Долго та сказка сказывалась, но и дело делалось. И однажды «Запорожец» предстал перед Катей, ну… если и не как с конвейера, то все-таки вполне в товарном виде: свежевыкрашенный, с новыми (закрывающимися) дверцами, на новых колесах, с прямо-таки приличным салоном, со всем полагающимся набором фар, подфарников и тормозных огней. И самое главное, он не только предстал, но и после того как Катя с сыном на руках села рядом с мужем, без всяких взрывов, чиханий и тарахтения резво взял с ходу и, ритмично пофыркивая, поплыл с семейством Гончаровых на борту. Поплыл, побежал, направляемый рукой штурмана, пилота, шофера, то есть Юрия Андреевича.

Итак, хобби обернулось и кое-чем реальным. Реальность оценивалась в сумму три тысячи, за которую Юра продал свой доведенный до кондиции, возрожденный для новой жизни и пробегов гроб повапленный. Можно было считать, что деньги эти он заработал своими руками. За год. Во внерабочее время. Поэтому никаких конфликтов и недоразумений не возникло, когда он объявил, что сумму сию тратить не следует, а, наоборот, надо как можно скорее ее удвоить. Дабы замахнуться уже на настоящий автомобиль, на машину с большой буквы. Эту установку Катя поддержала уже без всяких педагогических соображений. Реальная отдача от первого проекта уже вполне уверила ее, что на автостезе ее муж стоит прочно, без всяких там химер и маниловщины. Сказано — сделано, вот так он себя показал, а семейный автомобиль — это тебе и роскошь, и средство передвижения, и что угодно.

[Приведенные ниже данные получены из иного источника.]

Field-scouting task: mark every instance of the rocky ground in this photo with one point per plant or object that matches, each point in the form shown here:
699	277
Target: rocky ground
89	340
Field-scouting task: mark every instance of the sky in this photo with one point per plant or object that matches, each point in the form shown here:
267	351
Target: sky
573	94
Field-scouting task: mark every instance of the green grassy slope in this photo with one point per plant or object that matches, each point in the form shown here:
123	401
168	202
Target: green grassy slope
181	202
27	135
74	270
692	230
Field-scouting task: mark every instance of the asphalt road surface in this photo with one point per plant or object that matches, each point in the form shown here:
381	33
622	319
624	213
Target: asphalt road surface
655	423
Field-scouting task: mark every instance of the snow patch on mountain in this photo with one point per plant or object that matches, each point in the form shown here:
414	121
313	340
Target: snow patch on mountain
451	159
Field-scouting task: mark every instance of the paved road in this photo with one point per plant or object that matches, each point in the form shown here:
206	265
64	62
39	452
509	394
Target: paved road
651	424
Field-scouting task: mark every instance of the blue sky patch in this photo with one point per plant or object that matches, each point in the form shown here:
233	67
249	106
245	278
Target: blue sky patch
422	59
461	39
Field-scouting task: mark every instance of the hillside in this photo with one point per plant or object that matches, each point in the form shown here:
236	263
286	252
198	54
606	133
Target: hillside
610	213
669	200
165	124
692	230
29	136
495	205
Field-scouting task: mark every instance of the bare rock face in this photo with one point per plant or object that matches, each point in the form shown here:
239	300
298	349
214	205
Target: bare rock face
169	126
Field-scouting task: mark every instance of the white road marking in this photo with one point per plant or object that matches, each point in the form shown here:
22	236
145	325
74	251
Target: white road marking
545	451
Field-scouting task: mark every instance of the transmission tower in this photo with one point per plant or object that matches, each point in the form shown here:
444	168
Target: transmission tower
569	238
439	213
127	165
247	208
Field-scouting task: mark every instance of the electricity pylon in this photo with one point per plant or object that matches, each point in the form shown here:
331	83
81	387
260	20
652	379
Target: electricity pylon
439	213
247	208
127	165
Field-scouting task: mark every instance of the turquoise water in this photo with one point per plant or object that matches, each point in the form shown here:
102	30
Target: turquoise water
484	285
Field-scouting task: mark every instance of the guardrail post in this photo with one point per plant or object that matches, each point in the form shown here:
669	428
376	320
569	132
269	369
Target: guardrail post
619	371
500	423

Так постепенно они стали обладателями полного джентльменского набора: здоровый сын, отдельная квартира и настоящая, не самодельная машина. Она знала, конечно, что весь этот набор держится и даже смысл имеет только благодаря первоначальному здоровому фундаменту, подведенному под это здание. Каждый последующий пункт зависел от предыдущего, и если пройти, пробежать мысленно всю цепочку в обратном направлении, до истоков, то первым и основным было: «мужчина и женщина».

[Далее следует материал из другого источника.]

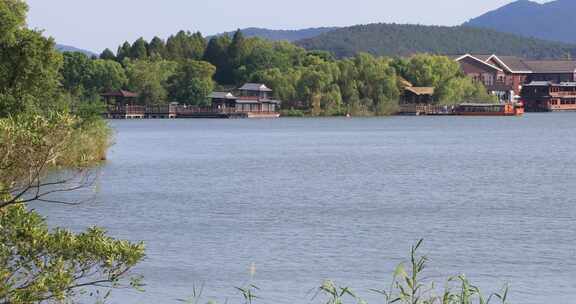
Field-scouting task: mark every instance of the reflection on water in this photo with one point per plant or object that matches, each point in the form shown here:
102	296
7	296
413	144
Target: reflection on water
309	199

По этому пункту не существовало для Екатерины Николаевны никакой шкалы приоритетов, он был вне и выше всякой шкалы, всякой там мелкой расчисленности, всяких там будней, текучки, узких, тактических ухищрений. По этому пункту никакая заботливость и предусмотрительность не могли быть чрезмерными, здесь уже не было места шуточкам (даже самой себе), джентльменским наборам, иронии, безответственности. Здесь речь шла не о тактике (тактикой она владела вполне. Это оказалось заложено в ней от бога, то бишь от мамы), а об одной, но важнейшей вещи: о стратегии.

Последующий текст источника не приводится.